The Duke smiled. "Well, Chanticleer," he said, "so we meet at last! Your family has been dodging me down the centuries, but some day you were bound to fall into my snares. And, though you did not know it, you have been working for some time past as one of my secret agents. How I laughed when you and Ambrose Honeysuckle pledged each other in words taken from my Mysteries! And little did you think, when you stood cursing and swearing at the door of my tapestry-room, that you had pronounced the most potent charm in Faerie," and he threw back his head and broke into peal upon peal of silvery laughter.
Suddenly his laughter stopped, and his eyes, as he looked at Master Nathaniel, became wonderfully compassionate.
"Poor Chanticleer! Poor John o' Dreams!" he said gently. "I have often wished my honey were not so bitter to the taste. Believe me, Chanticleer, I fain would find an antidote to the bitter herb of life, but none grows this side of the hills—or the other."
"And yet ... I have never tasted fairy fruit," said Master Nathaniel in a low broken voice.
"There are many trees in my orchard, and many and various are the fruit they bear—music and dreams and grief and, sometimes, joy. All your life, Chanticleer, you have eaten fairy fruit, and some day, it may be, you will hear the Note again—but that I cannot promise. And now I will grant you a vision—they are sometimes sweet to the taste."

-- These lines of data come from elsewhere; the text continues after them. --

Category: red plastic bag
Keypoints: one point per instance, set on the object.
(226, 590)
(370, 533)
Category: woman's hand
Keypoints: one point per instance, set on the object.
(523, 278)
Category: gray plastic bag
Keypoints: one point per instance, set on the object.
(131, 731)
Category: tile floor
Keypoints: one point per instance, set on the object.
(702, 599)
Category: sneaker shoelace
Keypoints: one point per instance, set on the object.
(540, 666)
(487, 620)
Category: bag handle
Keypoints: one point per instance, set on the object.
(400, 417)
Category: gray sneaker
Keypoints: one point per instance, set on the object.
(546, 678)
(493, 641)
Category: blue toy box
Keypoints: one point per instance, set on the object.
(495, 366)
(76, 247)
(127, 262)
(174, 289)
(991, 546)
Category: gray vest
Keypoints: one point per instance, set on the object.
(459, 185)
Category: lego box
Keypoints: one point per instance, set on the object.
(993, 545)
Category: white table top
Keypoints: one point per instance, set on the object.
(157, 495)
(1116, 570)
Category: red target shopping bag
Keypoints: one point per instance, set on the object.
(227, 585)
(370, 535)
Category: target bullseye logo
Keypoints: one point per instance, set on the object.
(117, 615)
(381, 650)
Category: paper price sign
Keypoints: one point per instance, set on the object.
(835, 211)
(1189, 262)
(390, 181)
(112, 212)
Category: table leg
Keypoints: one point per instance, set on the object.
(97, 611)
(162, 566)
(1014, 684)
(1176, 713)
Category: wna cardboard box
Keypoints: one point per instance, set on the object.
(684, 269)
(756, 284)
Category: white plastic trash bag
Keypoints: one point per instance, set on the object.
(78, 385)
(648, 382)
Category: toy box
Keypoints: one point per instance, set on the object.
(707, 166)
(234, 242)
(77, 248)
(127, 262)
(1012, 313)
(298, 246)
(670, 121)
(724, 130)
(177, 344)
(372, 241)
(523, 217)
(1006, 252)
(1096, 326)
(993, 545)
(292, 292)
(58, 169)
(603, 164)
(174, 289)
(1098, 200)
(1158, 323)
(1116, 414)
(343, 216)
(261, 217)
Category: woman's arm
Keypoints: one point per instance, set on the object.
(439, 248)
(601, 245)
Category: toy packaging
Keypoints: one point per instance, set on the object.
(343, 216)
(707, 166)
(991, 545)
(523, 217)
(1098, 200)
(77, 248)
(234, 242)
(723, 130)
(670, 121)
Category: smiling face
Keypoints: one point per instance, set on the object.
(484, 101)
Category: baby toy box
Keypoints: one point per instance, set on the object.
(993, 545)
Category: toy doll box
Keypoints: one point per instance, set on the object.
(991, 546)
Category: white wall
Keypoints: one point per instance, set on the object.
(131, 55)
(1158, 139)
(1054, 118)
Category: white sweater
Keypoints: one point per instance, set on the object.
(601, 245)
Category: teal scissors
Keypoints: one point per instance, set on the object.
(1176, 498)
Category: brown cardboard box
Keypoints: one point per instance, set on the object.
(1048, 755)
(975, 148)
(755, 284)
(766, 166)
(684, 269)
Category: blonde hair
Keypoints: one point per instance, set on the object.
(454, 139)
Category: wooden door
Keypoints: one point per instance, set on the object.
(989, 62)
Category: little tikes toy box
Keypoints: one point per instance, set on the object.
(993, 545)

He paused. And then he said, "Do you know why it was that your horse fell down dead? It was because you had reached the brink of Fairyland. The winds of Faerie slew him. Come with me, Chanticleer."
He took Master Nathaniel's hand and dragged him to his feet, and they scrambled a few yards further up the bridle-path and stepped on to a broad plateau. Beneath them lay what, in the uncertain moonlight, looked like a stretch of desolate uplands.
Then Duke Aubrey raised his arms high above his head and cried out in a loud voice, "By the Sun, Moon and Stars and the Golden Apples of the West!"
At these words the uplands became bathed in a gentle light and proved to be fair and fertile—the perpetual seat of Spring; for there were vivid green patches of young corn, and pillars of pink and white smoke, which were fruit trees in blossom, and pillars of blue blossom, which was the smoke of distant hamlets, and a vast meadow of cornflowers and daisies, which was the great inland sea of Faerie. And everything—ships, spires, houses—was small and bright and delicate, yet real. It was not unlike Dorimare, or rather, the transfigured Dorimare he had once seen from the Fields of Grammary. And as he gazed he knew that in that land no winds ever howled at night, and that everything within its borders had the serenity and stability of trees, the unchanging peace of pictures.
Then, suddenly, it all vanished. Duke Aubrey had vanished too, and he was standing alone on the edge of a black abyss, while wafted on the wind came the echo of light, mocking laughter.